Manhattan-Bound C Local Train, 9:30am on December 11th, 2017
Today, at the 42nd Street Port Authority Bus Terminal, a man tried to detonate a homemade pipe bomb in an underground passageway, injuring three people, as well as himself. No one around me seems alarmed or scared. Frustration, exhaustion, and impatience are the only feelings I sense. We are all late to work/class/appointments/meetings. We all deal with the MTA delays on a daily basis while the holidays and icy weather further test our patience. But today is different. One person caused all of this, the third attack in New York City since the start of the fall semester, the second in only two months. A failed terrorist attack does nothing but piss New Yorkers off.
My hand grips the metal pole as the subway jerks backwards and forwards, snapping my arm in and out of place. They don’t warn us that riding NYC public transportation can cause bodily harm. The passengers around me are far too close for comfort and the floor of the train car is nowhere in sight, with riders practically standing on top of each other. The tall man shoved up against my left arm smells strongly of deli meat, while the rest of the train smells like sweat and coffee. A woman whose bag has become entangled with my own makes no eye contact as she unhooks herself. My fingers feel as though they’re breaking from the weight of my backpack: two notebooks, a textbook, and a laptop feels like 75 pounds pulling down on four fingers. Two people carry a loud conversation a foot away from me. I can hear the volume on someone’s headphones increase significantly. I try my best not to breathe down the neck of the man in front of me as the train screeches along the tracks. Before getting on this train, some strangers had an argument on the platform. You could cut the tension in here with a knife.
Our train finally pulls into the next station after stopping countless times in the tunnel. I shift awkwardly, unable to find comfortable footing as I turn to see a crowded platform outside the train doors. I am not sure how we could fit another human being into this train car unless they crowd surfed over us. The doors open up and collective groans can be heard inside the train car. People on the platform are yelling and cursing at one another. I see only one man get out and four people shove in. Our female conductor announces, exasperatedly, “Ladies and gentlemen, if you cannot fit on this train PLEASE wait for the C train behind us!”
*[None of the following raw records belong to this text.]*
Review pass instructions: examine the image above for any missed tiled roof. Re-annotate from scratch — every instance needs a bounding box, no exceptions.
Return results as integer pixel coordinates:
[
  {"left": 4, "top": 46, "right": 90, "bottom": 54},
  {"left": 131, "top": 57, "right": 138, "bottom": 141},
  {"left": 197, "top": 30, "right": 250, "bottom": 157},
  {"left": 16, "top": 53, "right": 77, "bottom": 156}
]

At the next station, only one woman is able to push into the train car. “I’ve been waiting here for over an hour and a half,” she says. “I just had to push in.” She is met with awkward laughs and grunts; empathy is all we have left. Some passengers are more patient than others since there is not much we can do to speed along a process that is out of our hands except complain about it, which we do – loudly and often. The woman to my right pushes deeper into my side, making it more difficult for my 5 foot four-inch body to reach the overhead handlebar. All I can think of is the 7 more stops ahead of us. We screech out of the station and the train car starts to smell like garbage or sewage, I can’t tell which because I hiked my scarf up over my face. Ultimately, it’s the smell of defeat. The MTA has broken us.
After weeks of observing my fellow passengers on the C local train back and forth to Brooklyn, today marked the strongest levels of irritation during the morning commute. The final nerve has been laid out on the track and run over, severed by a 340.8 ton Kawasaki R160 C-train.